Entrevista a Fernando Gouveia da Veiga

Depois de alguns dias mais agitados, a “paz” parece ter regressado ao Restelo. Enquanto a nova época não arranca – a apresentação oficial está marcada para dia 2 de Julho -, pensamos ser o momento certo para debatermos o Belenenses do presente e também do futuro. Todo e qualquer debate – desde que seja imbuído de civismo e belenensismo – acerca do Belenenses é de salutar! Revela dinamismo e vontade de evoluir, perspectiva o que pode e deve ser Belenenses do futuro.

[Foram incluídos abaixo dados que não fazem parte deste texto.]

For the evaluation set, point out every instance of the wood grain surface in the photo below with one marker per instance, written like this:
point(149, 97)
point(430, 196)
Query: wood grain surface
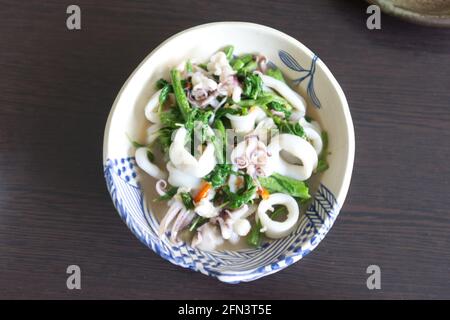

Neste espírito de debate plural e imparcial – em que não pode existir sectarismo – o Belém até Morrer irá publicar uma série de entrevistas a figuras importantes do Belenenses, entrevistas que pretendem ser o ponto de partida de um debate que se pretende o mais alargado possível.

Iniciamos o ciclo com uma entrevista ao associado Fernando Gouveia da Veiga, membro do Conselho Geral do Clube de Futebol “Os Belenenses”.

Decorre entretanto, a partir deste momento, um fórum livre que tem como ponto de partida as questões tratadas na mesma.
Todos os belenenses estão convidados a participar, bastando para isso aceder aos comentários da entrevista e publicar as suas opiniões. Dadas as limitações deste formato, torna-se necessário que os participantes no fórum efectuem refresh´s permanentes para assim acederem aos novos comentários que forem sendo publicados.


Os associados do Belenenses têm algo a dizer acerca do presente e do futuro do clube: todos nós, associados e adeptos azuis, constituímos as “forças vivas” do Belenenses, a vertente humana sem a qual nenhuma instituição (desportiva ou não) poderá sobreviver. Chegou a altura dos associados belenenses serem ouvidos, elevarem bem alto a sua voz: o Belenenses que todos ansiamos está a ser construído hoje, amanhã, todos os dias.
É necessária a colaboração de todos!

Belém até Morrer: Como interpreta a notícia veiculada pelo jornal "O Jogo", em relação às dívidas do C.F. "Os Belenenses" ao fisco e à Segurança Social? Julga que a questão foi empolada ou, pelo contrário, o clube corre um sério risco de penhora de alguns dos seus activos?

Fernando Gouveia da Veiga: Penso que a questão terá sido empolada pela Comunicação Social, no sentido em que sempre que há um acordo para pagamento de dívidas ao Estado e à Segurança Social em prestações (como é o caso), é normal o devedor ser obrigado a prestar garantias.

As garantias podem ser de diversos tipos, desde garantias reais (imóveis), rendas, penhores, garantias bancárias, etc., mas se não forem prestadas, efectivamente existe o risco de penhora o que no caso do Belenenses pode ser delicado se houver uma penhora das receitas do Bingo, tendo em conta o problema de tesouraria que o Clube e a SAD enfrentam.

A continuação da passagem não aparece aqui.